En cette rentrée 2017, deux livres symbolisent bien l'ambiguïté du débat actuel. Deux livres écrits par des professeurs d'université praticiens hospitaliers, c'est-à-dire des représentants a priori parfaits de ce monde de la médecine. Philippe Sansonetti d'abord. Un intouchable. Professeur à l'Institut Pasteur et au Collège de France, il est «un spécialiste internationalement reconnu des vaccins», comme le rappelle la couverture de l'ouvrage.
Un «pasteurien», comme on dit. Son livre lui ressemble : Vaccins : pourquoi ils sont indispensables. Un livre prenant, en particulier quand il décrit le monde d'avant les vaccins, une époque où les maladies infectieuses faisaient des ravages. «En 1800, sur 1 000 petits Français nouveau-nés, plus de 300 mouraient dans leur première année ; en 1900, 150. De quoi mouraient ces nourrissons ? De maladies infectieuses, d'infections néonatales, de variole, de diphtérie, de tétanos, de diarrhée verte, de coqueluche, de rougeole, de scarlatine, etc. En 2012, toujours en France, sur 1 000 naissances on dénombrait trois décès. Que s'est-il passé en deux siècles ? Une révolte ? Oui, une révolte et une révolution, celle des vaccins.»
Deux cents pages plus loin, Philippe Sansonetti termine en faisant le vœu que «nos petits-enfants ne connaissent pas un monde d'hier des maladies infectieuses, un monde sans vaccins». Comment ne pas être d'accord avec lui ? Qui serait contre la mise au point d'un vaccin contre le Zika, la dengue, Ebola et, bien sûr, contre le VIH ? Mais est-ce la question ? Pourquoi faut-il que ce grand scientifique ait besoin de déraper, et de dire ainsi que les firmes qui produisent des vaccins font quasi de l'œuvre charitable, car le vaccin serait peu rentable ? Faut-il rappeler que l'industrie du vaccin pèse plus de 40 milliards d'euros, avec un taux de croissance de plus de 10 % ? Qu'en France, Sanofi est l'entreprise ayant, en 2016, transmis la plus forte plus-value à ces actionnaires ?
De même sur la question des adjuvants - ces particules que l'on ajoute dans la solution vaccinale pour booster l'efficacité du produit - : il la balaye en quelques mots. Dans un entretien au Point paru le 29 décembre, on lui rappelle néanmoins les travaux du professeur Romain Gherardi, chef de service en pathologie neuromusculaire. Il tranche : «Il n'existe aucune évidence épidémiologique entre ces adjuvants et le syndrome de fatigue chronique. Mais, ajoute-t-il, Romain Gherardi est de bonne foi, j'en suis sûr.» De bonne foi… Bien méprisant, cher professeur, d'autant que Romain Gherardi sort lui aussi un ouvrage : Toxic Story : deux ou trois vérités embarrassantes sur les adjuvants des vaccins.

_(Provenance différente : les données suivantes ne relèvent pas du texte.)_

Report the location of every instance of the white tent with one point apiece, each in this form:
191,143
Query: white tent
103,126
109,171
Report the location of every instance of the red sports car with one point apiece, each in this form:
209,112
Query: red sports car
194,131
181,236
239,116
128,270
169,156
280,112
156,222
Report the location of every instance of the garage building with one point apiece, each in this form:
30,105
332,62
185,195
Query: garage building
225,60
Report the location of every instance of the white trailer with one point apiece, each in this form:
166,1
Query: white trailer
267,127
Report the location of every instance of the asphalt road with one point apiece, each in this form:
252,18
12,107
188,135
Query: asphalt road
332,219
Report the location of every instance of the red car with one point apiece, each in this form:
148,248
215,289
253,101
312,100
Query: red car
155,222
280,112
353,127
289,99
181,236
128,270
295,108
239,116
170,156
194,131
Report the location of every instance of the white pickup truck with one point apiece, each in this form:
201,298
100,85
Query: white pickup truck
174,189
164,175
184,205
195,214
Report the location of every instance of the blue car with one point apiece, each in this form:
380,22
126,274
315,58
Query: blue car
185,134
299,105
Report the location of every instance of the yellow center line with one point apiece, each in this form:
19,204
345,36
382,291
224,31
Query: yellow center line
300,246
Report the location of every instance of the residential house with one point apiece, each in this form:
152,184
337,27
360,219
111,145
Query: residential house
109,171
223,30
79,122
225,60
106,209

Rien ne prédisposait celui-ci à s’intéresser aux vaccins, voire aux adjuvants. Professeur en pathologie neuromusculaire, il raconte comment, par hasard, il pointe une nouvelle maladie, avec la présence d’aluminium dans le muscle. Puis dévoile un lien possible avec la vaccination. Enfin, des questions se posent quand certains chercheurs notent des liens entre la présence de cet aluminium et le syndrome de fatigue chronique, pathologie observée en nombre important chez des militaires après avoir été vaccinés massivement avant la guerre au Koweït, puis en Irak.
Romain Gherardi raconte ses tâtonnements. Jamais il ne remet en cause l’utilité des vaccins, mais il s’interroge. Avec malice, il se souvient comment tous ses amis chercheurs le félicitent au tout début, puis comment le vent se met à tourner quand il évoque un lien avec le vaccin. Crime de lèse-vaccin. Et ne parlons pas de l’absence de budget de recherche quand il tente de décortiquer le lien entre adjuvant et fatigue chronique. Son livre est ainsi, passionnant, il se lit comme un polar. Mais il n’y a ni mort ni assassin. Juste des questions. Il donne même envie d’en débattre, ce qui manque cruellement au livre de Philippe Sansonetti.